Saturday, March 6, 2010

Texas judge draws fire for ruling death penalty is unconstitutional

A Texas judge in the county that sends more inmates to death row than any other in the nation ruled in a pretrial motion this week that the death penalty is unconstitutional, saying he could assume that innocent people have been executed.

On Friday, a day after the ruling, state District Judge Kevin Fine found himself facing a torrent of criticism from a string of high-profile Texans, including Gov. Rick Perry (R).

Fine, a Democrat, said there was no precedent to guide him in resolving the issues raised by defense lawyers in a case involving a man accused of fatally shooting a Houston woman and wounding her sister in 2008.

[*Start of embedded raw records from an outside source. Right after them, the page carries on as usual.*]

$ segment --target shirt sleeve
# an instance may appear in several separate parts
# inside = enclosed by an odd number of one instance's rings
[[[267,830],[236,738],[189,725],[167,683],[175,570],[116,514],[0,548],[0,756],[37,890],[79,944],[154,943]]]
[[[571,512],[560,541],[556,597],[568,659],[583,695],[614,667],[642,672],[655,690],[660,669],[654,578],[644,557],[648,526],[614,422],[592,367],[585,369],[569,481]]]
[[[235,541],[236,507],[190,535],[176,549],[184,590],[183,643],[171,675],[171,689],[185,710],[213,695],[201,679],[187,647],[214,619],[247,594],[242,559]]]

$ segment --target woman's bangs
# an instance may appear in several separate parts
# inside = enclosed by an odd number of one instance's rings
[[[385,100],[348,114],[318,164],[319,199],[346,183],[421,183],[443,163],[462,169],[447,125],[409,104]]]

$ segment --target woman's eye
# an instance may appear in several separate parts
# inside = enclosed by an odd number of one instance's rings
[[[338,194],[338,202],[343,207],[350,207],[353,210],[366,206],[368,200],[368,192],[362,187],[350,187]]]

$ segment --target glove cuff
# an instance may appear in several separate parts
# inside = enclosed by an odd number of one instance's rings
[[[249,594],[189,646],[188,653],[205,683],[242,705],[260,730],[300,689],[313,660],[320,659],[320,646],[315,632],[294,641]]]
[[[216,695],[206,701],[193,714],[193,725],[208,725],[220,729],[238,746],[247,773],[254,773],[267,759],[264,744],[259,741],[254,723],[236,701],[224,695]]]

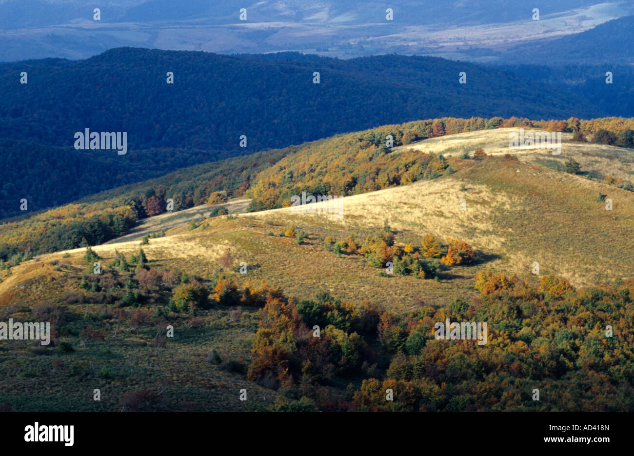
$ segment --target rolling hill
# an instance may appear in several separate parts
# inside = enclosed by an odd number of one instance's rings
[[[210,216],[214,208],[205,205],[150,217],[92,250],[11,267],[0,282],[0,320],[51,321],[55,346],[0,344],[0,406],[631,410],[634,253],[626,247],[634,193],[551,162],[572,159],[582,170],[624,175],[634,171],[634,150],[573,143],[567,134],[560,156],[509,150],[514,130],[394,148],[387,155],[394,163],[425,150],[445,154],[453,172],[346,196],[342,218],[290,207],[245,212],[247,200],[230,200],[228,215]],[[314,147],[298,148],[294,160],[309,158]],[[460,158],[479,148],[488,155]],[[611,211],[598,195],[612,200]],[[402,252],[408,245],[422,252],[428,234],[443,251],[449,237],[466,241],[473,261],[439,264],[421,278],[397,272],[396,256],[390,274],[349,250],[354,240],[379,235],[393,236]],[[338,252],[329,237],[347,249]],[[501,289],[482,288],[484,270]],[[488,344],[434,340],[430,329],[445,317],[488,322]],[[316,323],[317,338],[309,329]],[[612,339],[603,335],[606,324]],[[173,337],[165,333],[171,327]],[[391,387],[395,400],[386,405]],[[541,401],[531,400],[534,387]],[[94,388],[100,401],[92,400]],[[243,388],[247,401],[238,399]]]
[[[19,83],[22,71],[27,84]],[[344,61],[120,48],[77,62],[1,64],[0,89],[0,147],[11,165],[0,174],[3,218],[21,214],[23,198],[39,211],[179,167],[388,122],[604,114],[581,96],[505,72],[396,55]],[[126,132],[127,153],[75,150],[75,134],[86,128]],[[50,175],[38,171],[41,157]],[[80,183],[63,177],[70,169]]]

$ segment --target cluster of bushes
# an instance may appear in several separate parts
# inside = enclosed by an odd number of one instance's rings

Attorneys for John Edward Green Jr. argued that Texas's death penalty statute violates their client's right to due process because hundreds of innocent people have been sent to death row and later exonerated. "Are you willing to have your brother, your father, your mother be the sacrificial lamb, to be the innocent person executed so that we can have a death penalty so that we can execute those who are deserving of the death penalty?" Fine said.

Harris County District Attorney Pat Lykos said state and federal courts have previously rejected the defense team's arguments.

Texas Attorney General Greg Abbott called Fine's ruling one of "unabashed judicial activism" and offered to help the district attorney appeal Fine's decision. Perry called the ruling "a clear violation of public trust."